前回は、アイデアを考え始める上での最初のマインドセット「正しいこと≠正解」ということ、そして、「異質なものの組み合わせ」がワクワクするアイデアにつながるという話をしました。今回は、ワクワクするアイデアのつくり方の後編として、第2、第3のコツについてお話します。

泡パーティーやバスタブシネマ、ドライブインフェス……。
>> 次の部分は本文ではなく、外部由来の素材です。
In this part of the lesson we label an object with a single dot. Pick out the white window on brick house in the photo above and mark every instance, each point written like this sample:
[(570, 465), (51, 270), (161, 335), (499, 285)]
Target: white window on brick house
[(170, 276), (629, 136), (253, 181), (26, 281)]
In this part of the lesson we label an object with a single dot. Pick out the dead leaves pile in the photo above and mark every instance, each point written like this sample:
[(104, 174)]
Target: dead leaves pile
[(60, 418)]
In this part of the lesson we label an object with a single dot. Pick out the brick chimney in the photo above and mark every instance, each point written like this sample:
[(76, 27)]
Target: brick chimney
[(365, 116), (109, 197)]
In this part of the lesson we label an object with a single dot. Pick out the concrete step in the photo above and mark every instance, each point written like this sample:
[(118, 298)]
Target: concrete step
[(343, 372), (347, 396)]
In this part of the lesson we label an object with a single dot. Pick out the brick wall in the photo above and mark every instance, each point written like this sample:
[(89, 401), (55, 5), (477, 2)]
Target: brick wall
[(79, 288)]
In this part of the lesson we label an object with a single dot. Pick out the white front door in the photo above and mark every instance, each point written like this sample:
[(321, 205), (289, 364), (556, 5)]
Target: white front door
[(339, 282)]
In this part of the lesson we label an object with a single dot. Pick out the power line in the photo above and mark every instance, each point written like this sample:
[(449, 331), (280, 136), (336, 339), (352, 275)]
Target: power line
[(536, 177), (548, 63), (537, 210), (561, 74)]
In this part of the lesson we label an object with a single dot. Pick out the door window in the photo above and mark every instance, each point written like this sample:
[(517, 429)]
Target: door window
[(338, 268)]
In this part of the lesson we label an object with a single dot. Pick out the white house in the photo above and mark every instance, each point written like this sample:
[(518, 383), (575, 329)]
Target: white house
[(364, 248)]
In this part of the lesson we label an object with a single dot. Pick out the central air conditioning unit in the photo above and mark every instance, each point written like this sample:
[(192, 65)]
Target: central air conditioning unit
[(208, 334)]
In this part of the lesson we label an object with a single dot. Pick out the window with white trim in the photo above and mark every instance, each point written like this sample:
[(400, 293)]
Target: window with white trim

数々の心躍らせるイベントを仕掛けてきた体験クリエイター・アフロマンスさんが、“ワクワクをつくる企画術”を語ります。

人は「見たことがない」にワクワクする

ワクワクをつくる第2のコツは

です。

最近、自分がアイデアや企画を考えているとき、常に「最終的なアウトプットの絵」をイメージしていることに気づきました。

どんな見た目になるのか、どんな体験になるのか。イメージして、いいものになりそうであれば、より深掘りしていくといった具合です。

どんなものか頭の中で描ければ、あとはできる方法を探せばいい。逆に「イメージできないものはつくれない」とも言えます。

それくらい「イメージすること」は大事です。
頭の中で絵を浮かべてみましょう。

2つ、事例を出します。

①お風呂×映画

②薔薇×レストラン

 

どんな絵を思い浮かべますか?

僕のことをよく知っている人はすぐわかっちゃうと思いますが、知らない人は一度イメージを膨らませてみてください。

普通に考えると、こんな感じですよね。

①お風呂×映画

お風呂でスマホ、最高ですよね。ただ、見たことがないイメージという訳ではないですね。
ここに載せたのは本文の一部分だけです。